Mr. Jenkins said that, "There are few areas of accounting that need improvement more than the accounting for business combinations. The current accounting literature allows two economically similar business combinations to be accounting for using different accounting methods that produce dramatically different financial results, which is confusing to investors."
The FASB has proposed eliminating one of those methods of accounting, called "pooling of interests," because it fails to acknowledge the true cost of a business combination. "In a pooling," Mr. Jenkins explained, "the book values of combining companies are merely added together without recognizing the actual price one company paid to acquire the other. The purchase method of accounting, on the other hand, reveals that real cost of the transaction and gives investors the valuable information they need to make investment and capital allocation decisions."

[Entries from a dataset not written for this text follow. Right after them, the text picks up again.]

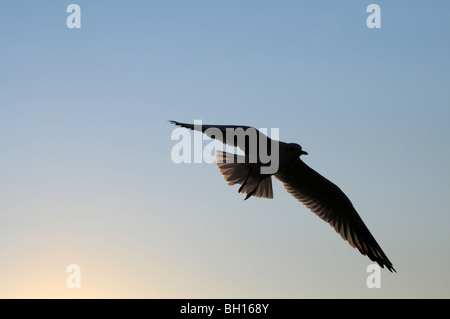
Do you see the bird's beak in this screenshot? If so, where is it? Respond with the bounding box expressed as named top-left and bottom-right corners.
top-left (301, 150), bottom-right (308, 155)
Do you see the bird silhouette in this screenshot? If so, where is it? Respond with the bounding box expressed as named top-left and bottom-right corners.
top-left (170, 120), bottom-right (396, 272)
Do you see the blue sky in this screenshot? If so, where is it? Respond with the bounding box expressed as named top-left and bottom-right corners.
top-left (0, 1), bottom-right (449, 298)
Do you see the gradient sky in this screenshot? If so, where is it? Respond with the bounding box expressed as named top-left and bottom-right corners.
top-left (1, 1), bottom-right (449, 298)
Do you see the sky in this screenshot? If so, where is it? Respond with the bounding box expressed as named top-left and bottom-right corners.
top-left (0, 1), bottom-right (449, 298)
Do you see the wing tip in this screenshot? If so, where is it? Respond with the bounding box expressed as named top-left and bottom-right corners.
top-left (382, 262), bottom-right (396, 273)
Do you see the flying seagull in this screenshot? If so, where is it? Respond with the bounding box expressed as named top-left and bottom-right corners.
top-left (170, 120), bottom-right (396, 272)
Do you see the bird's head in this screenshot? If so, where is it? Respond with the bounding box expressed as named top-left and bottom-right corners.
top-left (286, 143), bottom-right (308, 157)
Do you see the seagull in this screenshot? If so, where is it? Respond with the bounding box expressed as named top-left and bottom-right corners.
top-left (170, 120), bottom-right (396, 272)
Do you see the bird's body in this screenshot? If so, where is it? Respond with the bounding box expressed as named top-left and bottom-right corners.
top-left (170, 120), bottom-right (396, 272)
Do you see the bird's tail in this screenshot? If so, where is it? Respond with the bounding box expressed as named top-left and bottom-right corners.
top-left (216, 151), bottom-right (273, 200)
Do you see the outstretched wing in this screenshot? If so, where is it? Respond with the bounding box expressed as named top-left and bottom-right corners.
top-left (275, 159), bottom-right (395, 272)
top-left (169, 120), bottom-right (272, 155)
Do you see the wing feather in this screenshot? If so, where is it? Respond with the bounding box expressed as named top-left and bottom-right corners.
top-left (275, 159), bottom-right (395, 272)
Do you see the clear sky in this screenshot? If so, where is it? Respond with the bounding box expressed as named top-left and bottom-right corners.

The Board has been studying the business combination issues for several years and issued its proposal last September. It received almost 200 comment letters on the proposal and heard from more than 40 individuals at its public hearings held in February. In April, the Board began redeliberating the issues at public Board meetings, based on what was learned from those letters and testimony.
"The FASB is all about protecting the consumers of financial information," Mr. Jenkins said. "Those consumers need credible, transparent, and comparable information for effective participation in our capital markets. The Board's job is to ensure that those consumers get the information they need."